On 26 Oct 2009, at 15:15, Rainer Toebbicke wrote:

What I forgot to mention was that during that test those zillion files are eventually removed. While unlinking the dentry_cache shrinks, whereas to my surprise the afs_inode_cache doesn't.

We only actually release space in the afs_inode_cache when the kernel asks us to destroy the inode. I think it will only do so when it believes it is running low on memory. 1.4.11 also contains changes (the dynamic inodes code) which mean that we try less hard to release inodes,
unless we are forced into doing so.

In terms of the buffer code, I spent a bit of a train journey today looking into it. The error message you're getting means that afs_newslot can't find a buffer that isn't in use to supply to the 'dir' package, to process the directory structure. Buffers aren't marked in use beyond a single call to the directory package (that is, if it returns holding a buffer, then that's a bug). Whilst Linux has a relatively low number of buffers configured (50), and the directory code uses 2 buffers for some lookups, this error would mean that you have 25 or more directory operations occuring simulatenously.

I find it hard to believe that it would be possible to get 25 processes all in the directory code at once (although, with a tree of large directories and a massively parallel writer, it's not impossible), so I started to look for unbalanaced reference counts, or locking issues in the buffer and directory code.

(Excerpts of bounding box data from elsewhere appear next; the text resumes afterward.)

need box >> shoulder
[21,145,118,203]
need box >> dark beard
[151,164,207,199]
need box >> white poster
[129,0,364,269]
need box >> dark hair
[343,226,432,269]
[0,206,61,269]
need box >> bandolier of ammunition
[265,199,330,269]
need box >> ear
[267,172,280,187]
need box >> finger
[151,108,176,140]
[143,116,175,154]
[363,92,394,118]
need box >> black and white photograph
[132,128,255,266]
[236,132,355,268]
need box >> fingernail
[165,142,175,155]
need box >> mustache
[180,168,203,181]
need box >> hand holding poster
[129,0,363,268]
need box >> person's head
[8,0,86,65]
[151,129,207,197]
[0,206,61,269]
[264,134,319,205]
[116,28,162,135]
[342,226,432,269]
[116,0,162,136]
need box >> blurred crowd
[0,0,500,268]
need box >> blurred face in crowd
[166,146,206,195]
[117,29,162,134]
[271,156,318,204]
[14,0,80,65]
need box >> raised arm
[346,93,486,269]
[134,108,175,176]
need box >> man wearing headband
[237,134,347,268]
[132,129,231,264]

I found one locking issue, which was fixed back in 2002 in dir/ buffer.c, but not in afs/afs_buffer.c. The fix for that is in gerrit as 737. However, I think I've convinced myself that the GLOCK serialises things sufficiently that this is purely a theoretical problem - I'd be surprised if you were seeing this in practice, and if you are, I think it would manifest itself in different ways.

The second issue that I found was with the way that newslot picks the oldest buffer to replace. There is an int32 counter, which is incremented each time a buffer is accessed, and the current value stored within that buffer as its 'accesstime'. If a buffer has a stored accesstime of 0x7ffffff, then newslot will never evict that buffer. I can't, however, see a practical way in which you can get 50 buffers into this position, though. The fix for this is gerrit #738 ( http://gerrit.openafs.org/738 ) It might be worth giving this a whirl, and seeing if it helps.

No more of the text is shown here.